Empire of the Sun
The game has one map that covers the Pacific Theater of operations from India to Hawaii, and from the Aleutians to Australia. EOTS is the first card driven game to use hexes, which facilitates calculating movement and aircraft ranges. Each game turn covers 4 months (three turns per year) with a special December 41 (special two card) game turn, for a total of 12 game turns for the campaign.
The game is at the strategic level using naval units built around a capital ship class (e.g., CV Wasp, BB Washington, etc.), air units at the Air Force/ Air Flotilla/ Air Division level, and most ground units are Corps/ Armies although there are a host of specialized units at the division and below level. The game has 165 cards divided into an Allied and a Japanese deck.

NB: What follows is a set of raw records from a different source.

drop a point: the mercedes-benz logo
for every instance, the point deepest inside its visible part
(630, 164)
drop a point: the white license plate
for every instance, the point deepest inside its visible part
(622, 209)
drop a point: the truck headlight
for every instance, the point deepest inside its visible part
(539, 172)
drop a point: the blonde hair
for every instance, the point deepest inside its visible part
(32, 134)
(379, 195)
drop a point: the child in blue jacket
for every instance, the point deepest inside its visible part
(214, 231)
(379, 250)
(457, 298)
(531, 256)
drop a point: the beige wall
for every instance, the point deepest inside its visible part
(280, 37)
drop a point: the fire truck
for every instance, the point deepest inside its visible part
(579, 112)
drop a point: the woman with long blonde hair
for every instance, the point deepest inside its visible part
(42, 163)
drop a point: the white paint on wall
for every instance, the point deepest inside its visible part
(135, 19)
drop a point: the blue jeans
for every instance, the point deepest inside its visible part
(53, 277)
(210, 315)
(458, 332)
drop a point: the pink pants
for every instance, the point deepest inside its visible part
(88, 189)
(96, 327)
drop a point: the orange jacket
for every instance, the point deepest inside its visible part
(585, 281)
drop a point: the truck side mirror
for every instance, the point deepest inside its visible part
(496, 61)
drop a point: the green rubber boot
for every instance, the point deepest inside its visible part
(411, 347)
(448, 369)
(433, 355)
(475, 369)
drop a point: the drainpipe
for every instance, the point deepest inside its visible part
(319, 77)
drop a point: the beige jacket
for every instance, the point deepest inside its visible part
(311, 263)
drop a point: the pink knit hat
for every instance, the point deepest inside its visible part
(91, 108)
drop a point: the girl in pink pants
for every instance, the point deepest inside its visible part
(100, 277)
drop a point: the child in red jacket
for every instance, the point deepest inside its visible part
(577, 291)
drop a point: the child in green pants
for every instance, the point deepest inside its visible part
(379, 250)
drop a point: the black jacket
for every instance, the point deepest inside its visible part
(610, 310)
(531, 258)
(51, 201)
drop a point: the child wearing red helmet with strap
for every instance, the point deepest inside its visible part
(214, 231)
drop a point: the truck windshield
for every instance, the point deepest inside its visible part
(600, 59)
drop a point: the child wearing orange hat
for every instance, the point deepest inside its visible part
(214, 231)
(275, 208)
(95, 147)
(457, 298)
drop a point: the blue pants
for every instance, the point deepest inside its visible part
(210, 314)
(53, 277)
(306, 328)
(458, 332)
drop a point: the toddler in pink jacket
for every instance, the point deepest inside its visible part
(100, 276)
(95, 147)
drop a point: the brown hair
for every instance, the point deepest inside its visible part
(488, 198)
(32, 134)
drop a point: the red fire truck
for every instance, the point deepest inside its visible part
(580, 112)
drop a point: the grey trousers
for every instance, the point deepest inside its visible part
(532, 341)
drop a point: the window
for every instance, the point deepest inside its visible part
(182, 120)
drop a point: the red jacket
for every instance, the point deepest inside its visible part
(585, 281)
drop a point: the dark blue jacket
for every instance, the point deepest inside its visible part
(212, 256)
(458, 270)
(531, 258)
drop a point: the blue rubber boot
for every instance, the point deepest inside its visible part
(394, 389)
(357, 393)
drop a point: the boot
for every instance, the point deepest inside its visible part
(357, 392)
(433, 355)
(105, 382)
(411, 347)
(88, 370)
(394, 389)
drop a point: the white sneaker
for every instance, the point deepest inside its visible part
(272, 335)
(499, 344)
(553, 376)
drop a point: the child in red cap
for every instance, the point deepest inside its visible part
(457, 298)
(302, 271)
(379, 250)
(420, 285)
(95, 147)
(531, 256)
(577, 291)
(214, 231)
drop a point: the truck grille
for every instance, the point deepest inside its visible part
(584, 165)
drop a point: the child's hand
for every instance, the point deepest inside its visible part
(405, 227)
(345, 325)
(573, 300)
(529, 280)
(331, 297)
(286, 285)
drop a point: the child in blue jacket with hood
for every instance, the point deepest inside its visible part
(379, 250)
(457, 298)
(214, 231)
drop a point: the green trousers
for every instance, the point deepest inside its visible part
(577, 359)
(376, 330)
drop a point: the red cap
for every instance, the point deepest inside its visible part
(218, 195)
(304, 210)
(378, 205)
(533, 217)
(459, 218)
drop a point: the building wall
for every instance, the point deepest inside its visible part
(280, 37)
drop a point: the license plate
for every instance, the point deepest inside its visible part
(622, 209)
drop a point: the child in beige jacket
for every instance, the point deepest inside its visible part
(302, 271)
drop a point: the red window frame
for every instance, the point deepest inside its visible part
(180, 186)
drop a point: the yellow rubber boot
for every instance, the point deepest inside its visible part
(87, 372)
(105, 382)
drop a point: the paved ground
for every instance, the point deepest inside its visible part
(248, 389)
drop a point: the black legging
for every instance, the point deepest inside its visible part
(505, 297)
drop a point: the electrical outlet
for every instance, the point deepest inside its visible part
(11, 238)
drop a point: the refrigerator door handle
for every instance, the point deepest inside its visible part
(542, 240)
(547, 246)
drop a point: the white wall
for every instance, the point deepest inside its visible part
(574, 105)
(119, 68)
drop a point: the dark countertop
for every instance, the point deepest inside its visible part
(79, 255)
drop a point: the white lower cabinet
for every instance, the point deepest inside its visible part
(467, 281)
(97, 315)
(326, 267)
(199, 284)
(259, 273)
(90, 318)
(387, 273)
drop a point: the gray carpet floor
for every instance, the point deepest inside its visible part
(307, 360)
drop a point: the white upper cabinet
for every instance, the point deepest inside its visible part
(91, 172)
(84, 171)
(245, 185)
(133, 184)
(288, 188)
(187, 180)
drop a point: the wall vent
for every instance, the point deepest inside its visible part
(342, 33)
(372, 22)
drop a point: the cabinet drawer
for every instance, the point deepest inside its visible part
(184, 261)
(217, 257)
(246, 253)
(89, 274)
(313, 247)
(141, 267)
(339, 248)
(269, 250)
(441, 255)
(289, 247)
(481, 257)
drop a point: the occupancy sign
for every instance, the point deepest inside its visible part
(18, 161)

The game uses a two tiered combat system with air-naval combat preceding ground combat. The system has players roll for combat efficiency, which is a strength multiplier from .5 to 2. This value multiplied by the unit strengths is the number of hits the enemy takes in combat, with some special conditions based on number of CVs present and the like.
As far as game play is concerned, China is abstracted using a track whereby the play of certain events and Chinese offensives puts pressure on the Allies to support this theater with resources or see it fall and hurt Allied morale. This is balanced against the fact that Japanese land replacements come from this theater, so the more they draw it down for conflict in other locations, the more likely China will survive.
Northern India and Burma are active theaters of operation where the majority of the continuous ground warfare in the game occurs. If the Japanese can successfully occupy Northern India, they can drive this nation and its Commonwealth units out of the war.
Australia can also be knocked out of the war, although it is hard to keep it out permanently.
Then of course there is the famous island campaigns with the US driving across the Pacific to knock Japan out of the war.